In a play on the annual ball-dropping ritual, StratCom tweeted that "if ever needed, we are #ready to drop something much, much bigger" than the New Year's ball.
A video of B-2 bombers dropping two 30,000-pound conventional weapons during a test run accompanied the video, according to the Associated Press.
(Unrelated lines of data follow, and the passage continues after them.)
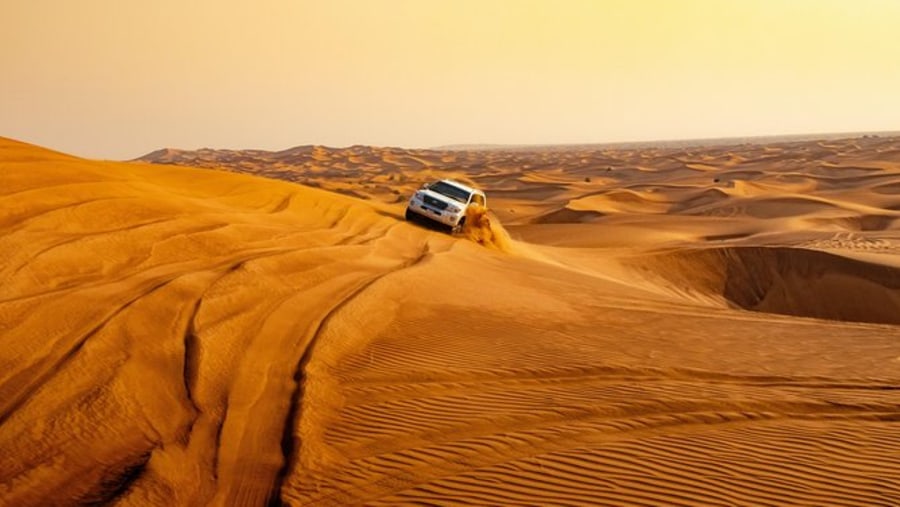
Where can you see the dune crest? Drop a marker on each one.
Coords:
(659, 326)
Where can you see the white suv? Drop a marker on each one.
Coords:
(445, 202)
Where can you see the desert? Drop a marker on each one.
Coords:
(656, 325)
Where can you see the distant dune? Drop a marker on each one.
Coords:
(627, 326)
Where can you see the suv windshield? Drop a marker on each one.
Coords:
(450, 191)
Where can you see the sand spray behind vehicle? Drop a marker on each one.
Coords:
(481, 229)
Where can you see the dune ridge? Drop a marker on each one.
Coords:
(626, 326)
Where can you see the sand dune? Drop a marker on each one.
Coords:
(654, 326)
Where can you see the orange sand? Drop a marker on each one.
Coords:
(703, 326)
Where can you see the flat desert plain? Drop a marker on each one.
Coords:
(650, 326)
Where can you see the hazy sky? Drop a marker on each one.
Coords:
(118, 78)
After deleting the tweet, StratCom tweeted an apology: "Our previous NYE tweet was in poor taste & does not reflect our values. We apologize. We are dedicated to the security of America & allies."
Our previous NYE tweet was in poor taste & does not reflect our values. We apologize. We are dedicated to the security of America & allies.
— US Strategic Command (@US_Stratcom) December 31, 2018
But that didn't prevent a flood of tweets blasting StratCom for its insensitive stab at humor, with some joking that it was a "very late entry" for worst tweet of 2018. Others accused StratCom of treating "raining death and destruction" as some kind of joke.
US Strategic Command (You know those People who can drop Nukes to kill all humanity) tweeted the Tweet below earlier this evening. 😳 The Tweet has now been deleted and an apology tweet substituted. However, this is very concerning.....#HappyNewYear pic.twitter.com/Pn1KbvcC2V
— Damian Kelly 🎄⚖️☃️ (@Kelly4Law) January 1, 2019
A very late entry for worst tweet of 2018 from @US_Stratcom (it has been deleted) pic.twitter.com/fP0D2c7EEW
— Aaron Rupar (@atrupar) December 31, 2018
Ladies and gentlemen, I present to you @US_Stratcom, the stoic guardians of several thousand nuclear missiles who definitely don’t think raining death and destruction from above is some kind of joke. pic.twitter.com/4OWcGMtfCj
— Derek Johnson (@derekjGZ) December 31, 2018
.@US_Stratcom just deleted their tweet threatening to drop some bombs on New Year’s Eve so I guess the war is off and all of our terrible parties can now go on as previously scheduled. pic.twitter.com/GnDX6i34GG
— Jerry Dunleavy (@JerryDunleavy) December 31, 2018
Somewhere, a US StratCom social media intern is having the worst New Year's of his or her life.